Git repository management

From Hepplestone Research Group
Jump to navigation Jump to search

This page should provide a guide that should help you to set up and use git history/version control for developing software.

Git is a fantastic tool for storing code, tracking changes, and keeping a history. It allows for easy swapping between different versions and different development branches (such as implementing different features at the same time) on a single code. It reinforces good coding practises, such as tracking changes, readable commenting, and clear reasoning and improvements for new software releases.

WARNING! Ensure that you are using git/2.37.3 or later! In terminal, run module load git/2.37.3

WARNING! Whenever initialising a git, ensure it sets main as the default branch, not master.

Accessing the group git

The git host that we use for group work is the Exeter GitLab (we use this because it is offered to us and no one has to create a new login).

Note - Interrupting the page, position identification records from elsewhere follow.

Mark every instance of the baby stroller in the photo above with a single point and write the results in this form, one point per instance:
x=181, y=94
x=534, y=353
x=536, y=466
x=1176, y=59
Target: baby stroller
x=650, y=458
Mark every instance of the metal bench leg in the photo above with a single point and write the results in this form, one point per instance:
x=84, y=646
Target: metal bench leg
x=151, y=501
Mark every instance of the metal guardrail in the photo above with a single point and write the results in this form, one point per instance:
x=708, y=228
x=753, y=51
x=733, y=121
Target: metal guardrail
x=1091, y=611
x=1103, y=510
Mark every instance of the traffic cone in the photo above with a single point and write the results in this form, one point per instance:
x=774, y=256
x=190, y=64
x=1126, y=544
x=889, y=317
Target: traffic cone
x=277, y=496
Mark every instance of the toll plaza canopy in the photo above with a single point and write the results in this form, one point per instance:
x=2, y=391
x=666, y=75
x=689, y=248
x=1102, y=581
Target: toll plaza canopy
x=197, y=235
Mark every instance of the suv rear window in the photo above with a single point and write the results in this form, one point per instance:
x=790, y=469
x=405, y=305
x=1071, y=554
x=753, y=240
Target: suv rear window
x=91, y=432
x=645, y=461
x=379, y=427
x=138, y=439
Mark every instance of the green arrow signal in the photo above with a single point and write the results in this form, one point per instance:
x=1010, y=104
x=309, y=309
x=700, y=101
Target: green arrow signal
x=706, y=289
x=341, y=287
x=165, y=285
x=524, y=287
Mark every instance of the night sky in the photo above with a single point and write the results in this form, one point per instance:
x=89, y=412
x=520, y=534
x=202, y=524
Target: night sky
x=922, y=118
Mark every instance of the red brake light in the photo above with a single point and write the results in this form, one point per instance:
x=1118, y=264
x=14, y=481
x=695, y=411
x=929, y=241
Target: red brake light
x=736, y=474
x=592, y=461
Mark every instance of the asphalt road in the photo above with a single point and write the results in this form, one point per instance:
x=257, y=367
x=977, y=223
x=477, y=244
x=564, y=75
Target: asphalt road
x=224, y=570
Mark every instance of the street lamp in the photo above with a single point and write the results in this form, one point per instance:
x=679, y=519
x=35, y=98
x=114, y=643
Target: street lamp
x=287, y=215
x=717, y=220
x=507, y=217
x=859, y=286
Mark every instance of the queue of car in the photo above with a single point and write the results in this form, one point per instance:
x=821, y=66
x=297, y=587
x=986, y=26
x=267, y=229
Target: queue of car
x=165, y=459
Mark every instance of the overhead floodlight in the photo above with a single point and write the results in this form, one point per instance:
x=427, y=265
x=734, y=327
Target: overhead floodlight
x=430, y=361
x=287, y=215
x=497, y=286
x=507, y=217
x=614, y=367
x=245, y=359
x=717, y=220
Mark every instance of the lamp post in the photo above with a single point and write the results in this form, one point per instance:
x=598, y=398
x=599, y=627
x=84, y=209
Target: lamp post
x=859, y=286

Use the following steps to access the Hepplestone git group:

  1. Go to the Exeter GitLab website https://git.exeter.ac.uk
  2. Log in using your university credentials
  3. Request an invite from one of the Hepplestone research group Maintainers (or higher), this is done verbally or via email
  4. FOR MAINTAINER OR HIGHER:
    1. Go to the Hepplestone git group page: https://git.exeter.ac.uk/groups/hepplestone
    2. On the left sidebar of the page, select Manage -> Members
    3. On the Members page, select "Invite members" on the top-right of the page
    4. Enter the person's username, select their role (defaults = Reporter for Masters/code users, Developer for basic coders (safe version), Maintainer for high-level coders)
    5. Optional: set an expiration date for their access
    6. Invite
  5. Go to https://git.exeter.ac.uk/groups/hepplestone to confirm access

Note: A hand-wavy description of the roles follows:

  • Developer:
    • access to creating new group projects (PLEASE CONFIRM)
    • access to existing projects within the group
    • clone repositories
    • create branches
    • commit to branches
    • cannot commit to main (the default) branch of a project
  • Maintainer:
    • Developer+
    • can commit to main branch

Connecting via ssh to remote repository

Firstly, we want to connect to GitLab using ssh (so that we don't have to put in our username and password every time we upload changes to the remote repository). This requires a few steps:

  1. go to git.exeter.ac.uk, go to the left sidebar and click on your avatar (top right of sidebar), go to Preferences.
  2. In Preferences, go to the left sidebar and select "SSH Keys".
  3. Click on "Add new key" on the right-hand side of the page.
  4. Follow the instructions on the page (or here). This will set up your device with an ssh key for a defined amount of time to authenticate your access to GitLab.
    1. Open a terminal
    2. Run ssh-keygen -t rsa -b 2048 [-C "<GitLab>]". <GitLab> is an optional comment associated with the key.
    3. Press ↵ Enter.
    4. You will then be prompted to provide a filepath/filename for your new id key (with RSA encryption).
      • Pressing ↵ Enter without inserting anything defaults to the filepath in parentheses.
      • Providing just a filename will save it in the present working directory
      • As an example: one could provide "id_rsa_gitlab" to have a separate ssh key for GitLab.
    1. Press ↵ Enter.
    2. Specify a passphrase and confirm. This will be requested of you in the future the first time your session is connecting to GitLab, so effectively once every computer restart.
    3. A public and private key are now generated.
    4. Go to where you saved your ssh key to (e.g. /home/links/<USER>/.ssh/).
    5. Find the associated public key, e.g. id_rsa.pub for default (or, <FILENAME>.pub, where <FILENAME> is the filename you entered when prompted earlier).
    6. Copy the public key file contents.
  1. Back on the GitLab webpage, paste the public key into the "Key" input field.
  2. Provide a title to remind you of what device it relates to.
  3. Leave the Usage type as default and set an expiration date (or leave blank if you want it never to expire).
  4. In terminal, run emacs ~/.ssh/config and ensure the following lines are in the file:
Host git.exeter.ac.uk
  HostName git.exeter.ac.uk
  User <UNI USERNAME, e.g. abc123>
  ForwardAgent yes
  IdentityFile <ssh-key filepath, not the .pub one, e.g. ~/.ssh/id_rsa_gitlab>

You have now set up your ssh protocol for accessing GitLab.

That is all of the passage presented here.